Peter Hancock Capitol News Illinois Published 4:23 pm CST, Thursday, March 4, 2021 SPRINGFIELD — A new report by the credit rating agency Moody’s says Illinois will set a new record this year when it reports a total net pension liability of more than $300 billion, the highest of any state in the nation. As of
Peter Hancock Capitol News Illinois
SPRINGFIELD — A new report by the credit rating agency Moody’s says Illinois will set a new record this year when it reports a total net pension liability of more than $300 billion, the highest of any state in the nation.
As of June 30, 2020, the report stated, the total unfunded liabilities of the state’s five pension systems stood at $317 billion, a 19 percent increase from the prior year. That was largely due to historically low interest rates, which have depressed pension fund earnings throughout the country.
With the state’s gross domestic product, or GDP, estimated to have fallen 2.5 percent in calendar year 2020, that pension liability amounts to roughly 37 percent of the state’s total economic output, up from a range of 28-32 percent over the previous four years.
When combined with other long-term liabilities, including retiree health care and bonded indebtedness, Moody’s estimates the state’s total liability ratio will amount to 48 percent of GDP for the fiscal year 2021 reporting cycle.
The report says that 80 percent of the increase is attributable to falling interest rates, but weaker-than-expected investment performance also played a role.
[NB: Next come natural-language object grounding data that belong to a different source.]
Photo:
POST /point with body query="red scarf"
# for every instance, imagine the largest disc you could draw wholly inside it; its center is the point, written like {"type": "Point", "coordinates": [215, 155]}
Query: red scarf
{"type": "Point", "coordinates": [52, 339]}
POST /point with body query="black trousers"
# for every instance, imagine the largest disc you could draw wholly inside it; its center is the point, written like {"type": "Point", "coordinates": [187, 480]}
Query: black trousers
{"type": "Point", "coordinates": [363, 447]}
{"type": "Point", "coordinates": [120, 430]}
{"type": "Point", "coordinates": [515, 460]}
The Illinois Teachers’ Retirement System, the largest of the five pension systems, reported investment returns of just 0.52 percent during the reporting period, far below its target of 7 percent.
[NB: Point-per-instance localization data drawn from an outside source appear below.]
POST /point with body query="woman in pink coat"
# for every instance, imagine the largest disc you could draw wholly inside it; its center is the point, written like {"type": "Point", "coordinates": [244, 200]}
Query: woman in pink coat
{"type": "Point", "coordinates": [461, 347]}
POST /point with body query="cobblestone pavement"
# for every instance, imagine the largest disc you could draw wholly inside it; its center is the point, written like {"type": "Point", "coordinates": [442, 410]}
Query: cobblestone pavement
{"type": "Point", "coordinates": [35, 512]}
“Illinois is an outlier among states both for fiscal challenges from pension expenses and for its limited capacity to modify the benefit packages that drive these expenses,” the report states. “The state allocates about 30 percent of its budget to retirement benefits and debt service, a ‘fixed-cost’ ratio more than three times the median for states, and its constitution gives public workers some of the most ironclad retirement benefit protections available.”
The report goes on to say that the amount that the state contributes to its pension funds is actually far less than what is needed to prevent continuing growth in their unfunded liabilities. Under current law, the contribution amounts are set each year at a rate aimed at achieving a 90 percent funded ratio by 2045.
The report also notes that Gov. JB Pritzker’s proposed budget for the fiscal year that begins July 1 lacks any broad plan to address the state’s pension debt. But it also gave him credit for not suggesting the state scale back on pension payments over the short term to alleviate fiscal pressure brought on by the COVID-19 pandemic.
In a separate report to the state’s Commission on Government Forecasting and Accountability, or COGFA, the consulting firm Moody’s Analytics, a subsidiary of Moody’s Corp., said the state’s fiscal condition could hamper its ability to recover smoothly from the recession.
“Weak public finances mean Illinois will have to make extraordinary fiscal adjustments that leave it playing catch-up in the next business cycle,” the report stated. “Population loss and troubled state finances will limit Illinois’ long-term potential.”
The report says the state’s economy is expected to start recovering in earnest around mid-year and the unemployment rate should be under 6 percent by the end of the year, which would be in line with the national average but higher than other Midwest states.
How quickly the economy recovers will largely depend on how quickly the COVID-19 vaccines are delivered and how quickly the U.S. population as a whole achieves “herd immunity,” which is currently projected to happen by the fall.
“The economy should quickly kick into an extended period of strong growth as people shed their fear of getting sick and get back to doing what they did before the pandemic,” the report stated.